All patients in the initial Phase I study with SHACT are included and the first patient has now received a dose in a double-blind, randomized, placebo-controlled Phase II study.

The goal of the Phase II study is to evaluate the effect of SHACT in connection with IUD insertion in women. Secondary objectives include evaluating safety and tolerability.

Gunilla Lundmark, CEO of Pharmanest: "The results from this study will be an important step closer to a possible new local anesthetic product. Many women experience pain associated with IUD insertion and there are few local anesthetic products on the market with proven efficacy in this indication.

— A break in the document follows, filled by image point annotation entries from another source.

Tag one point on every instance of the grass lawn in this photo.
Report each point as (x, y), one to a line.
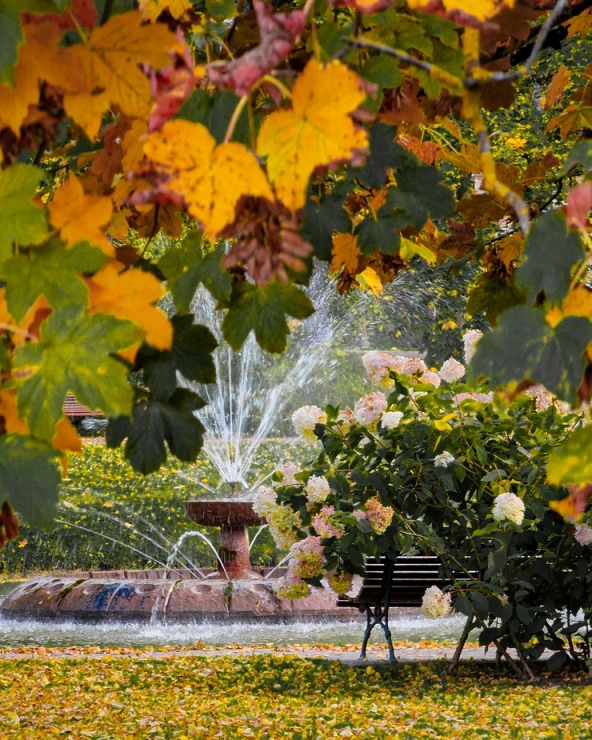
(280, 696)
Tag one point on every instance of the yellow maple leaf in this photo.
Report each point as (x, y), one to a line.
(79, 216)
(483, 10)
(11, 421)
(108, 69)
(151, 9)
(345, 253)
(316, 131)
(369, 280)
(131, 294)
(210, 178)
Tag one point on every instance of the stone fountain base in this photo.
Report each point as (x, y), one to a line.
(146, 595)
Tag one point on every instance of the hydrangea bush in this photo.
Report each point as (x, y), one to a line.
(441, 467)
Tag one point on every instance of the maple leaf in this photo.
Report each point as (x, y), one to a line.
(131, 294)
(29, 478)
(79, 216)
(317, 131)
(74, 355)
(52, 271)
(579, 203)
(106, 70)
(279, 32)
(345, 254)
(556, 87)
(171, 86)
(21, 221)
(462, 11)
(209, 179)
(268, 241)
(151, 9)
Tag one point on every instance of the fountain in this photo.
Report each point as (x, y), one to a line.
(242, 408)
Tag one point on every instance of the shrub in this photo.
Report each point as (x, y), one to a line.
(442, 468)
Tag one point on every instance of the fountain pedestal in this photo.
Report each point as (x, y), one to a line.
(232, 516)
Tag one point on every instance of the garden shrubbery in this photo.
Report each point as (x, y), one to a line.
(439, 467)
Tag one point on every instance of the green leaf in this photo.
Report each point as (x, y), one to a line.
(263, 310)
(74, 354)
(29, 478)
(580, 154)
(21, 221)
(571, 461)
(51, 270)
(553, 356)
(493, 297)
(550, 253)
(191, 355)
(382, 155)
(156, 422)
(215, 112)
(186, 266)
(321, 219)
(419, 192)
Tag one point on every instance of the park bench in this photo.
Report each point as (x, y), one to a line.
(387, 583)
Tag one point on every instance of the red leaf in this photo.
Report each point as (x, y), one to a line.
(279, 32)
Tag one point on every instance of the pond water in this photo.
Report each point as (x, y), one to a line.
(405, 625)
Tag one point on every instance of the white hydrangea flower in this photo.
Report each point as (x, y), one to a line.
(391, 419)
(583, 534)
(288, 472)
(451, 370)
(470, 340)
(317, 489)
(443, 460)
(508, 506)
(306, 418)
(435, 603)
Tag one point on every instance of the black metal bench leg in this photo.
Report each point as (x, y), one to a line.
(369, 627)
(389, 641)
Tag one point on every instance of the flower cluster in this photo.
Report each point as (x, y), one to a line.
(470, 340)
(324, 526)
(451, 370)
(435, 603)
(369, 409)
(508, 506)
(317, 489)
(378, 515)
(306, 418)
(307, 558)
(443, 460)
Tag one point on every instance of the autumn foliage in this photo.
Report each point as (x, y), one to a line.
(254, 137)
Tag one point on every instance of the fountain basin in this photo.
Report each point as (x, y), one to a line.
(231, 513)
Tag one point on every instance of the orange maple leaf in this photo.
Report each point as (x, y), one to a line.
(317, 131)
(345, 253)
(79, 216)
(131, 294)
(210, 179)
(107, 69)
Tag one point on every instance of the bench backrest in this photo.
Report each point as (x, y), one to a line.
(412, 574)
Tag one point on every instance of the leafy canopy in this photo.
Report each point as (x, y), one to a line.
(188, 144)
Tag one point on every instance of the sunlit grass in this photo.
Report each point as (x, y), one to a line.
(104, 495)
(279, 696)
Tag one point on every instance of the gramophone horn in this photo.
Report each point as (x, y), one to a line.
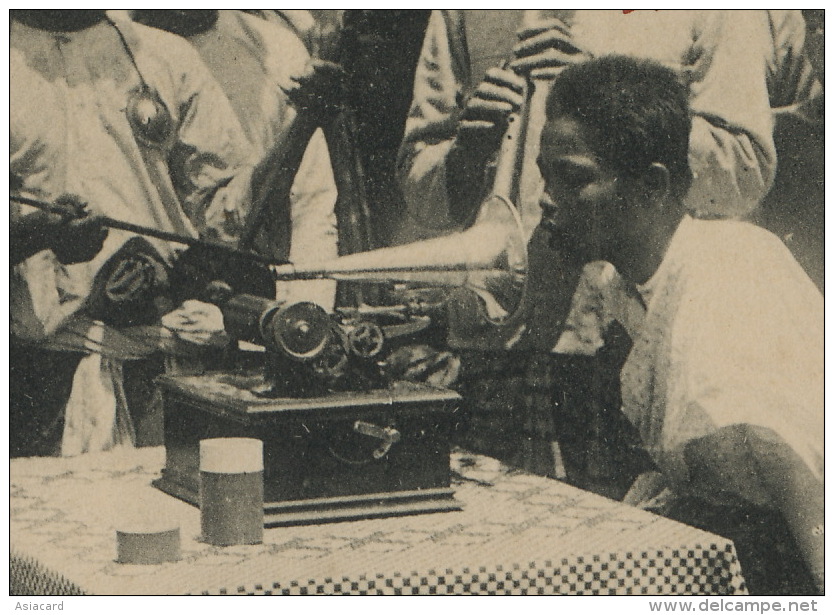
(489, 258)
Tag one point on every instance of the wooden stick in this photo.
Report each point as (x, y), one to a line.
(156, 233)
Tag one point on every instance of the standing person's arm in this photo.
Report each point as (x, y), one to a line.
(439, 83)
(314, 233)
(731, 150)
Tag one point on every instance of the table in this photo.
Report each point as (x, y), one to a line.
(517, 534)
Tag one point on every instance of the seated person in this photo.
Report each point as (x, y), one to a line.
(724, 382)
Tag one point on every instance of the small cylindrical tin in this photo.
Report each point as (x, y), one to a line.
(231, 491)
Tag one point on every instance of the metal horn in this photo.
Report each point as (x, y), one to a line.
(489, 258)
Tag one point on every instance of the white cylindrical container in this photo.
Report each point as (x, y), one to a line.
(231, 491)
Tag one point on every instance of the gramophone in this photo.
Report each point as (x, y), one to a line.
(344, 438)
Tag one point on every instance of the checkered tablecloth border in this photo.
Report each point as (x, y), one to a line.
(693, 571)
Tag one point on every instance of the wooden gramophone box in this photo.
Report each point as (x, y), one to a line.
(347, 455)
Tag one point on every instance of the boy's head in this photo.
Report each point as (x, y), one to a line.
(614, 156)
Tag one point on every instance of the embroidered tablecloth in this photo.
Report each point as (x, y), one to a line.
(517, 534)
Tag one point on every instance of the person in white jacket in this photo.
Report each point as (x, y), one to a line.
(254, 60)
(725, 382)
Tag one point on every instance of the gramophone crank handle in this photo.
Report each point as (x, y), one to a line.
(388, 435)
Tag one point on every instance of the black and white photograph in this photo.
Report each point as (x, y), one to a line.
(412, 302)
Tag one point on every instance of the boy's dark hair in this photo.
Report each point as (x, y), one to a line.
(637, 112)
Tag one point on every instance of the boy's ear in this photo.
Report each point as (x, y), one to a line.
(656, 182)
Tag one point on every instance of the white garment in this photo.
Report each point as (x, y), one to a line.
(77, 139)
(69, 133)
(251, 58)
(733, 335)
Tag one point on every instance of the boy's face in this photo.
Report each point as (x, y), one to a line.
(586, 204)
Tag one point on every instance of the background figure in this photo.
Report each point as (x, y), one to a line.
(462, 97)
(254, 60)
(379, 54)
(794, 209)
(732, 340)
(151, 142)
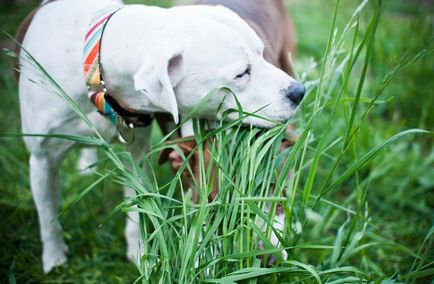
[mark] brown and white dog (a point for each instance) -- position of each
(270, 20)
(154, 60)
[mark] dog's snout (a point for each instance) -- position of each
(295, 93)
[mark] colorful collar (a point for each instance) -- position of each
(97, 92)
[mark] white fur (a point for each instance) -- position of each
(214, 46)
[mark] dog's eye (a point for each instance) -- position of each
(244, 74)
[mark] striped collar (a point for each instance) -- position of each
(97, 92)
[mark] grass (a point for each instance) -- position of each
(359, 187)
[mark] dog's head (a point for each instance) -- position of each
(209, 48)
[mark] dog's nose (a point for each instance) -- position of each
(295, 93)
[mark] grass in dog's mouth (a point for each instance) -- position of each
(339, 186)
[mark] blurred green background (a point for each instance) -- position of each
(402, 180)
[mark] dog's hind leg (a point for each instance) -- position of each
(132, 228)
(45, 183)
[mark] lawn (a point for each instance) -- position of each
(359, 206)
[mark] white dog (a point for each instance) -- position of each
(154, 60)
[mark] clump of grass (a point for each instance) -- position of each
(329, 175)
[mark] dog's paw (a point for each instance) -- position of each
(54, 255)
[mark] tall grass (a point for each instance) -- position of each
(329, 235)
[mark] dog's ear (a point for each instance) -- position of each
(157, 78)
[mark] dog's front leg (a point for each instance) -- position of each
(137, 149)
(45, 183)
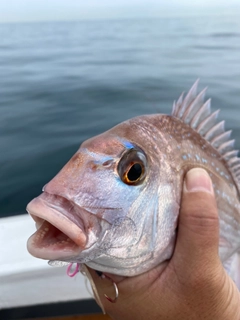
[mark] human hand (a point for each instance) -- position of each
(193, 284)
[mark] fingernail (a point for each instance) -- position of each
(196, 180)
(99, 273)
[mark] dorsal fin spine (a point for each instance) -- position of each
(196, 113)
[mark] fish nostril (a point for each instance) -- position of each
(107, 163)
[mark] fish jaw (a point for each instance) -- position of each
(60, 233)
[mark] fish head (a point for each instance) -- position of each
(102, 207)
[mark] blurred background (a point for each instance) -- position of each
(70, 70)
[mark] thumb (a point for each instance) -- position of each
(198, 229)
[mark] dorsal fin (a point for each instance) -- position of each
(196, 113)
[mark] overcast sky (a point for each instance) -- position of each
(38, 10)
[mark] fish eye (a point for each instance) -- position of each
(132, 167)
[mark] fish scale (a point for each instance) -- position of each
(127, 222)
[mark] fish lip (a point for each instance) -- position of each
(56, 210)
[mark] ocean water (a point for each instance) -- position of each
(63, 82)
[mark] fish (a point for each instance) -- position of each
(114, 206)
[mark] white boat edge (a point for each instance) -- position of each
(27, 281)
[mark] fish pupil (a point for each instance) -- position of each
(134, 172)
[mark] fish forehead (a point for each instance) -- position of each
(125, 135)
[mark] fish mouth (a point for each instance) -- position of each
(61, 228)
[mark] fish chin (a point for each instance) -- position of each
(62, 233)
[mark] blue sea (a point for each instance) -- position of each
(63, 82)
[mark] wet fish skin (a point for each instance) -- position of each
(129, 229)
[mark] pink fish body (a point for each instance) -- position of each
(114, 206)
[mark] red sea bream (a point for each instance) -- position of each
(114, 206)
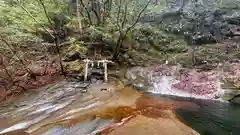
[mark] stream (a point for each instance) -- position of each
(68, 108)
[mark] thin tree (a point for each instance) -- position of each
(55, 37)
(5, 68)
(87, 12)
(123, 34)
(12, 49)
(78, 14)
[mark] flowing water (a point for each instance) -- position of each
(56, 110)
(211, 118)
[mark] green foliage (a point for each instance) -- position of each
(16, 23)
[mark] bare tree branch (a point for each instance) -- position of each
(56, 38)
(87, 12)
(125, 13)
(35, 19)
(123, 36)
(18, 57)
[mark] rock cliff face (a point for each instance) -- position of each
(199, 21)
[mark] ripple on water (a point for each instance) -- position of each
(24, 124)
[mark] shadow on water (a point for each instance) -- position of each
(212, 117)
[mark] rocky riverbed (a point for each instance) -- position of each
(82, 108)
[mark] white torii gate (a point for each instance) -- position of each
(104, 62)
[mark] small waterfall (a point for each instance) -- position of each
(175, 81)
(164, 85)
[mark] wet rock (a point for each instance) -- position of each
(236, 99)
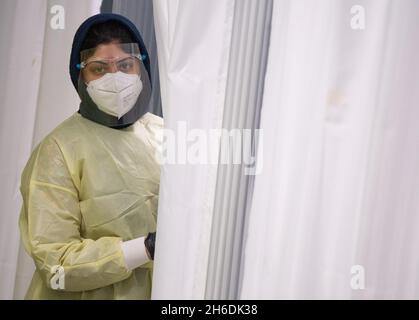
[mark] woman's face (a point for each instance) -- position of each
(109, 58)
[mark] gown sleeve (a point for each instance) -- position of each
(50, 223)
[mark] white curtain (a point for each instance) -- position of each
(36, 94)
(335, 211)
(193, 41)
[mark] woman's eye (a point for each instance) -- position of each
(125, 66)
(99, 70)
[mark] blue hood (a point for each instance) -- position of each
(87, 108)
(82, 32)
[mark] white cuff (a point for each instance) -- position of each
(134, 252)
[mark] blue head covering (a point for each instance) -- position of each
(87, 107)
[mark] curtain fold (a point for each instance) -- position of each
(193, 42)
(335, 211)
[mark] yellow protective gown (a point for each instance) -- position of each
(86, 188)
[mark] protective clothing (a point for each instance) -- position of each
(88, 107)
(115, 93)
(86, 188)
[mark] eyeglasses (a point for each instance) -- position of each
(97, 68)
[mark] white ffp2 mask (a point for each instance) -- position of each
(115, 93)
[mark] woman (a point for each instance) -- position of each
(90, 187)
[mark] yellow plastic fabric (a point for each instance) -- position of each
(86, 188)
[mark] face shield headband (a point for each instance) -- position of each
(113, 84)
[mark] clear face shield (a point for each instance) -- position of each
(113, 83)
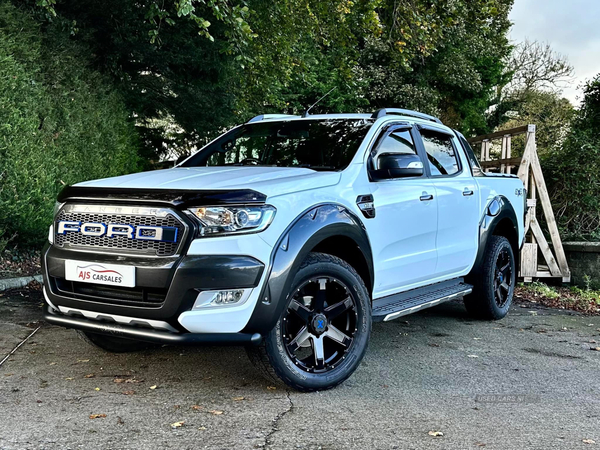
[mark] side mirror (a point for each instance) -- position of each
(396, 165)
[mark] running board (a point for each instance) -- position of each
(404, 303)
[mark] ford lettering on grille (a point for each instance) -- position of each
(119, 229)
(141, 232)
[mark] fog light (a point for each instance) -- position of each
(230, 297)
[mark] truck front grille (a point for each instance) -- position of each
(133, 216)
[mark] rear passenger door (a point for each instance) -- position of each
(403, 231)
(457, 202)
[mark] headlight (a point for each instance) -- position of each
(217, 220)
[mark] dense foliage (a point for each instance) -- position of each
(60, 123)
(573, 170)
(189, 68)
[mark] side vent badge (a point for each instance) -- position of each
(366, 205)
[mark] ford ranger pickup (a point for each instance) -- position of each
(288, 235)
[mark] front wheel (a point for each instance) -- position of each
(494, 282)
(323, 333)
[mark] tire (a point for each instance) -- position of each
(493, 294)
(114, 344)
(336, 287)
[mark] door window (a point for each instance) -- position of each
(442, 157)
(399, 141)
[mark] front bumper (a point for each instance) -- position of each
(165, 288)
(149, 335)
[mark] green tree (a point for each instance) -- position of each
(440, 56)
(60, 123)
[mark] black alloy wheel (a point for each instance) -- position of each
(493, 281)
(323, 332)
(503, 280)
(319, 324)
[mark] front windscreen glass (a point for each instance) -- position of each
(313, 144)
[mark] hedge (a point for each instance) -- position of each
(60, 123)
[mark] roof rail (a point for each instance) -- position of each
(270, 116)
(404, 112)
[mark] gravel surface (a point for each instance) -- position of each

We see a great need for SHACT associated with IUD insertion as well as for other gynecological procedures."

SHACT is applied topically in the cervix and uterus with devices developed by Pharmanest. The goal is to achieve immediate pain relief without the need for advanced equipment.

The Phase II study is expected to enroll approximately 200 patients and will be conducted at the Karolinska University Hospital. Principal Investigator is Dr. Sara Törnblom Paulander, a specialist in obstetrics and gynecology.

Torbjörn Bjerke, CEO of Karolinska Development and board member of Pharmanest: "We are very pleased that Pharmanest takes the next important step in the development of SHACT. This is a product that addresses a clear medical need among the millions of women worldwide inserting IUD each year."